Case of the phantom protester

by David Kopel

Rocky Mountain News. Oct. 8, 2005

 The story of Rocky Mountain News columnist Bill Johnson and the anti-abortion picketer is becoming curiouser and curiouser.

On July 20, Johnson wrote "The woman from Fullerton Road in Southern California is here this week. At least I am almost certain it is her. I used to pass her every morning on my way to work, a woman who stood on a street corner outside an abortion clinic virtually in the shadows of Disneyland holding high these same pictures of aborted fetuses."

Johnson told about interviewing her in California, and said that she verbally threatened him.

He continued: "When I wrote of her then, of her threat, in my column, she hounded me for two years with similar threats. I know that was her on the 16th Street Mall. A decade of living changes facial features, but I am certain it was her. She spoke the same Jesus-loving lines. And she stared at me with the same thinly veiled malice. It was her."

A reader wrote to me (and others) to complain that Johnson had never written about the lady "then" - that is, when Johnson was a columnist for The Orange County Register.

I queried several online databases, and also spoke with the Register's archivist, who checked the paper's proprietary electronic archives. We found no record of Johnson ever writing about the woman, although the archivist explained that, very occasionally, the electronic archives fail to include something that was printed in the paper.

On Sept. 2, Johnson wrote a correction, explaining that his July 20 column had involved a Denver woman who "closely resembled a woman I had encountered some 13 years ago in California." He told readers: "I mistakenly wrote six weeks ago that I had written of that long ago episode in another newspaper. If that column does exist, I cannot find it."

Westword media critic Michael Roberts took up the matter in a Sept. 15 column ("Unknowns," The Message), pointing out that "Fullerton Road" is in La Habra, two suburbs north of Anaheim, not "in the shadows of Disneyland." According to Roberts, Johnson "was unable" to track down the clinic's location.

However, I found that Old Fullerton Road in La Habra is more commonly known as Harbor Boulevard. Harbor Boulevard runs from La Habra into Anaheim. Planned Parenthood's Anaheim clinic is about 500 feet from Harbor/Fullerton. Johnson told me that he lived in the town of Fullerton (just north of Anaheim) from 1994 to 1996. Accordingly, it is completely plausible that as he drove south from Fullerton on Harbor Boulevard, on his way further south to the Orange County Register office in Santa Ana, he would have passed the corner of Harbor Boulevard (aka Old Fullerton Road) and Lincoln, and seen the Planned Parenthood office a few hundred feet away on Lincoln.

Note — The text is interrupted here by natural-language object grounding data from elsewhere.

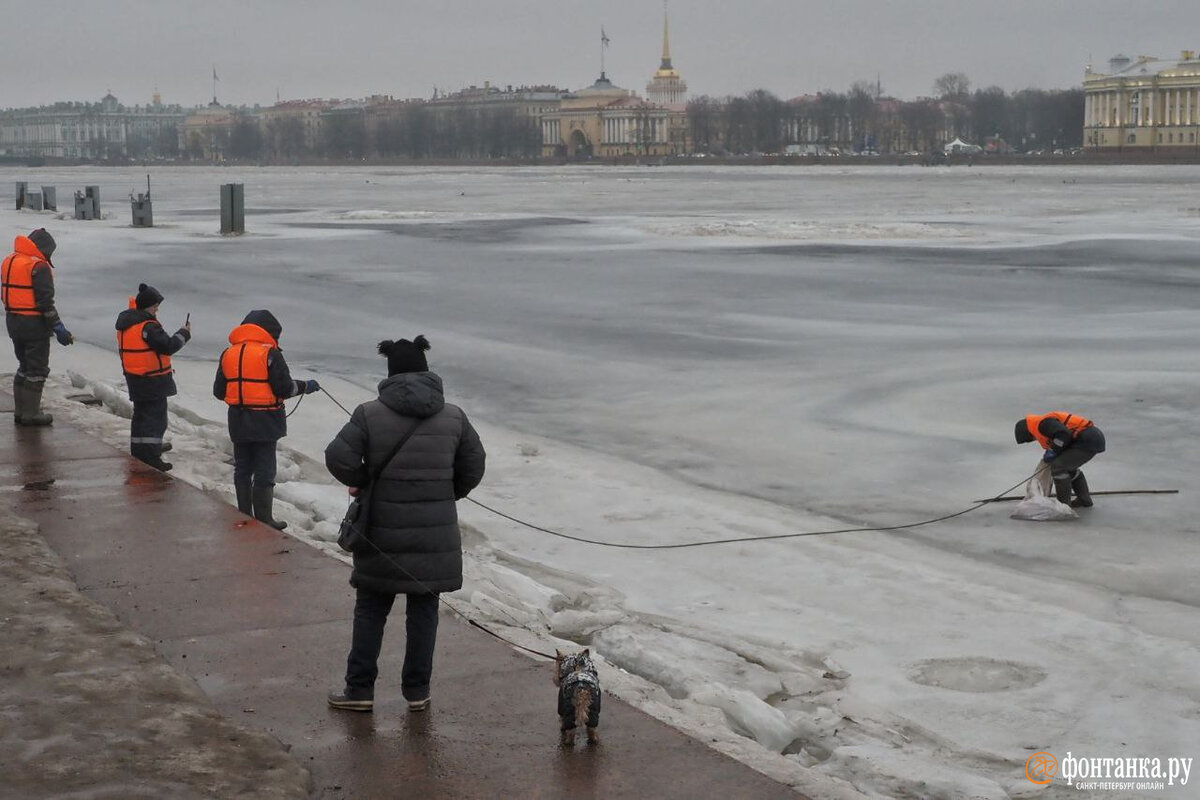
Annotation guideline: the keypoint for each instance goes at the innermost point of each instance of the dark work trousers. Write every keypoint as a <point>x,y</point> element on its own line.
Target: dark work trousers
<point>253,463</point>
<point>1085,446</point>
<point>147,427</point>
<point>371,609</point>
<point>33,359</point>
<point>1068,462</point>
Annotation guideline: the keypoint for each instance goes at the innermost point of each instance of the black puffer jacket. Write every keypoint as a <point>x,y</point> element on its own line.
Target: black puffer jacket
<point>150,388</point>
<point>413,515</point>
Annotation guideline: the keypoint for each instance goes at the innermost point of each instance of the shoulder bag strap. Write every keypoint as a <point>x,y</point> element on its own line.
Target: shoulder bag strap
<point>400,444</point>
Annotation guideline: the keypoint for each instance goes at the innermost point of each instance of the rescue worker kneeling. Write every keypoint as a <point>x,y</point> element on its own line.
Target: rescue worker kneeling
<point>253,380</point>
<point>145,359</point>
<point>1069,441</point>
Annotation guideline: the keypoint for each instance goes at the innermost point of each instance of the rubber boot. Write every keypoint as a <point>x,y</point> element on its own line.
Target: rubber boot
<point>18,398</point>
<point>264,501</point>
<point>245,498</point>
<point>1062,488</point>
<point>1083,495</point>
<point>148,453</point>
<point>33,414</point>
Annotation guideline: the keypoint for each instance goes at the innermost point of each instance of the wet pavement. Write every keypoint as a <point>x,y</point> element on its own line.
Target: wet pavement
<point>207,643</point>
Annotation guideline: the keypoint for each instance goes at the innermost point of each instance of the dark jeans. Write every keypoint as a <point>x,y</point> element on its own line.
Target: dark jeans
<point>253,463</point>
<point>371,609</point>
<point>147,427</point>
<point>33,359</point>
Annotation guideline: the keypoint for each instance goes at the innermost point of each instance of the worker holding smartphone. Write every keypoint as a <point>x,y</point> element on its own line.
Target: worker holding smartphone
<point>145,352</point>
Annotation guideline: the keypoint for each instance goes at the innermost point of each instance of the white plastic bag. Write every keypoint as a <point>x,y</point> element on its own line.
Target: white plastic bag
<point>1037,506</point>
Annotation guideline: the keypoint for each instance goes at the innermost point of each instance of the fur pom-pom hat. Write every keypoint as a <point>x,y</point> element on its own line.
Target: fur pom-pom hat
<point>405,355</point>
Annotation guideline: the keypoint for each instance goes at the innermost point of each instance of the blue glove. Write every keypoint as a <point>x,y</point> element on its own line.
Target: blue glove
<point>63,335</point>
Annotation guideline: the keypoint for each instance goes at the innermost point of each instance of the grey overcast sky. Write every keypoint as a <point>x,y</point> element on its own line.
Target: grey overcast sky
<point>406,48</point>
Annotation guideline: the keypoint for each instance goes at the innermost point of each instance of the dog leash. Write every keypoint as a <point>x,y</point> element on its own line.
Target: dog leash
<point>438,594</point>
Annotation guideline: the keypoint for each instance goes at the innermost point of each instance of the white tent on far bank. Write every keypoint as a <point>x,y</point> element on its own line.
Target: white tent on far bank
<point>959,145</point>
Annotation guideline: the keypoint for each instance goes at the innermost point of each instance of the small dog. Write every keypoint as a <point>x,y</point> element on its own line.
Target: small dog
<point>579,695</point>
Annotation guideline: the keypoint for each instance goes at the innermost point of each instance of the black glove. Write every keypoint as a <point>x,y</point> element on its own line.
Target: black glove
<point>63,335</point>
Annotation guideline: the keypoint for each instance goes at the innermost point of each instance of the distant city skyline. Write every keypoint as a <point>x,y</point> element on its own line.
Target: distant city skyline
<point>268,48</point>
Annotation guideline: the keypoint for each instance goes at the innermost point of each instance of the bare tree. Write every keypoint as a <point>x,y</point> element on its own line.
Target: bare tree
<point>953,85</point>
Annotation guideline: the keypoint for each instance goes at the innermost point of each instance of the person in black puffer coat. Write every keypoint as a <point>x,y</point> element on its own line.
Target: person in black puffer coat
<point>415,548</point>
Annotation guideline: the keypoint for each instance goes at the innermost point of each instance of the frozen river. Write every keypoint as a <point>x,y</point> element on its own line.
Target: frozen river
<point>663,355</point>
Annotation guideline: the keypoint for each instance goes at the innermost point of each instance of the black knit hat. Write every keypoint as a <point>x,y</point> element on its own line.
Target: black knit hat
<point>405,355</point>
<point>43,241</point>
<point>147,296</point>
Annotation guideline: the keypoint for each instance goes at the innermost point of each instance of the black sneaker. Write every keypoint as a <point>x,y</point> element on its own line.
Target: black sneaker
<point>352,701</point>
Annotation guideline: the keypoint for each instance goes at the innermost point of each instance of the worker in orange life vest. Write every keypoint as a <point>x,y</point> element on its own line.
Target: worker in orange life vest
<point>1069,441</point>
<point>145,352</point>
<point>28,292</point>
<point>253,380</point>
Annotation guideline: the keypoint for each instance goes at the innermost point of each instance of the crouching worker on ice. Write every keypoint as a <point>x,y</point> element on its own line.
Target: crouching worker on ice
<point>423,455</point>
<point>1069,441</point>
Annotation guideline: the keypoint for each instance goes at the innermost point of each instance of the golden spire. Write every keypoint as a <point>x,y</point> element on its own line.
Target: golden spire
<point>666,41</point>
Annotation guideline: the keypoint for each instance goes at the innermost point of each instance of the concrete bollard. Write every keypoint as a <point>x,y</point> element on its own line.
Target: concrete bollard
<point>94,193</point>
<point>88,203</point>
<point>143,212</point>
<point>233,209</point>
<point>84,209</point>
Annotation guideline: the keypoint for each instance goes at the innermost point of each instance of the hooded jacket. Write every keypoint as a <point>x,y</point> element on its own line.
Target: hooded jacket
<point>413,518</point>
<point>22,322</point>
<point>154,338</point>
<point>249,423</point>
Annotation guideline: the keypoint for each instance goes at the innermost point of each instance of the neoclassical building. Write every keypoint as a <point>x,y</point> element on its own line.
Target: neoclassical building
<point>609,121</point>
<point>1143,103</point>
<point>102,130</point>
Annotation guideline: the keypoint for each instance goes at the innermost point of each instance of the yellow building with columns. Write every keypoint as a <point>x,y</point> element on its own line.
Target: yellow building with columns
<point>1143,103</point>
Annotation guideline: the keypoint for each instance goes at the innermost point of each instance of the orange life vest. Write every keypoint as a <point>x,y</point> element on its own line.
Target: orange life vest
<point>1074,423</point>
<point>17,284</point>
<point>137,356</point>
<point>244,365</point>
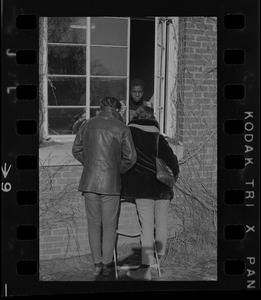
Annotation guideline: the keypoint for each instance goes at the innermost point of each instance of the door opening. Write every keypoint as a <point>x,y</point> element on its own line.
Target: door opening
<point>142,43</point>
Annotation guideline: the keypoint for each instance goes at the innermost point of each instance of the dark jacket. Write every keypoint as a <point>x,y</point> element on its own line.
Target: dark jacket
<point>104,146</point>
<point>140,181</point>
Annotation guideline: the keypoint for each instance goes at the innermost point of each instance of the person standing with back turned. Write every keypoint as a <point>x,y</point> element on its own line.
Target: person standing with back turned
<point>151,196</point>
<point>104,146</point>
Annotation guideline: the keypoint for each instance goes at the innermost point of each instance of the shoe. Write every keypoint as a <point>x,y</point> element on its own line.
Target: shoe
<point>140,274</point>
<point>97,269</point>
<point>108,269</point>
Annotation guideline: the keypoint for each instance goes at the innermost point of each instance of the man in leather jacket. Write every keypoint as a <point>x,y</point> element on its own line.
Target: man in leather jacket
<point>105,148</point>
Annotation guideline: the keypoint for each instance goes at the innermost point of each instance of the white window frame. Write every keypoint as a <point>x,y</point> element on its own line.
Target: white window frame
<point>165,73</point>
<point>87,76</point>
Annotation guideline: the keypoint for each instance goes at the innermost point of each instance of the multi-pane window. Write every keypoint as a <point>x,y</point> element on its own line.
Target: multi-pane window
<point>87,58</point>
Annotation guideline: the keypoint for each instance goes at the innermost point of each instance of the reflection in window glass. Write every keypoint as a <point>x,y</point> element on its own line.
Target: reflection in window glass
<point>66,91</point>
<point>108,31</point>
<point>103,87</point>
<point>61,120</point>
<point>108,61</point>
<point>67,60</point>
<point>62,30</point>
<point>94,112</point>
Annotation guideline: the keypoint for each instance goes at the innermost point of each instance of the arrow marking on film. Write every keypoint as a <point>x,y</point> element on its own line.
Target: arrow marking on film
<point>4,171</point>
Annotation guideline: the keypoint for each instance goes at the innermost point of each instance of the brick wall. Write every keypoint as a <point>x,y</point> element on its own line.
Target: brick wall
<point>197,99</point>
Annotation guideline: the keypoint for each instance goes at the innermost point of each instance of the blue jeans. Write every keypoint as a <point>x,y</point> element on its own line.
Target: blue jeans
<point>102,216</point>
<point>153,216</point>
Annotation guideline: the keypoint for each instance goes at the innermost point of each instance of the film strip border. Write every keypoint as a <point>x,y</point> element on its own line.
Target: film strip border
<point>238,148</point>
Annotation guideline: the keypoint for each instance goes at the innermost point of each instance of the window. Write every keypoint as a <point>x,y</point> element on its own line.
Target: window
<point>87,58</point>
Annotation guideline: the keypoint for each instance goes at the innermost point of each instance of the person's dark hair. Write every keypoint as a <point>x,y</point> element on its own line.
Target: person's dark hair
<point>137,82</point>
<point>144,112</point>
<point>111,102</point>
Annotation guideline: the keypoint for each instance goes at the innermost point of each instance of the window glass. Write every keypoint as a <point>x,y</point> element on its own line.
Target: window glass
<point>61,120</point>
<point>108,61</point>
<point>103,87</point>
<point>94,112</point>
<point>67,60</point>
<point>64,30</point>
<point>109,31</point>
<point>66,91</point>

Johnson's indefatigable reader-critic wrote me (and others) to point out that if Johnson had not written about the woman in The Orange County Register, then his 2005 claim that the woman stalked him ("When I wrote of her then") makes no sense. The reader also pointed out a June 2, 2000, column by Johnson, in which Johnson wrote about the same woman:

"Some five years ago, when on my way to work, curiosity took hold. I decided to ask a woman I passed every morning, who stood on the sidewalk outside a clinic with a sign in her hands. I simply asked if she really thought she was making a difference. She hit me with her sign."

So in the 2000 version of Johnson's story, the encounter took place in 1995.

In the 2005 version, the encounter took place in 1992.

In the 2000 version, the woman hit Johnson the instant he asked her a question.

But in the July 2005 version, " 'Jesus loves you,' she told me when I approached and asked about her dedication to the street corner and her message. She repeated this with every question I would pose. Finally, though, she'd had enough. It was, maybe, after the eighth question I asked that she softly intoned that she would 'kill' me if I didn't get away from her."

Johnson's 2000 version (that he met the lady in 1995) is much more plausible than his 2005 version (that he met the lady in 1992). In 1995, his commute took him right by the Planned Parenthood clinic. In 1992, he lived in South Central Los Angeles, and a commute from there to Santa Ana would not create an opportunity to see the clinic.

The same day Johnson published his mea culpa about the missing Orange County Register article, he slammed the allegedly callous views of three talk radio hosts about the victims of Hurricane Katrina. The hosts were "A man on the radio the other day" and "two other radio yakkers, another one in Denver and the other broadcasting on a Colorado Springs station."

There is no good reason why Johnson should not have named all three of the radio hosts so that readers could consider whether Johnson had characterized their positions accurately.

Johnson can be a compelling columnist when he writes about named people whom he has interviewed recently. Otherwise, caveat lector(let the reader beware).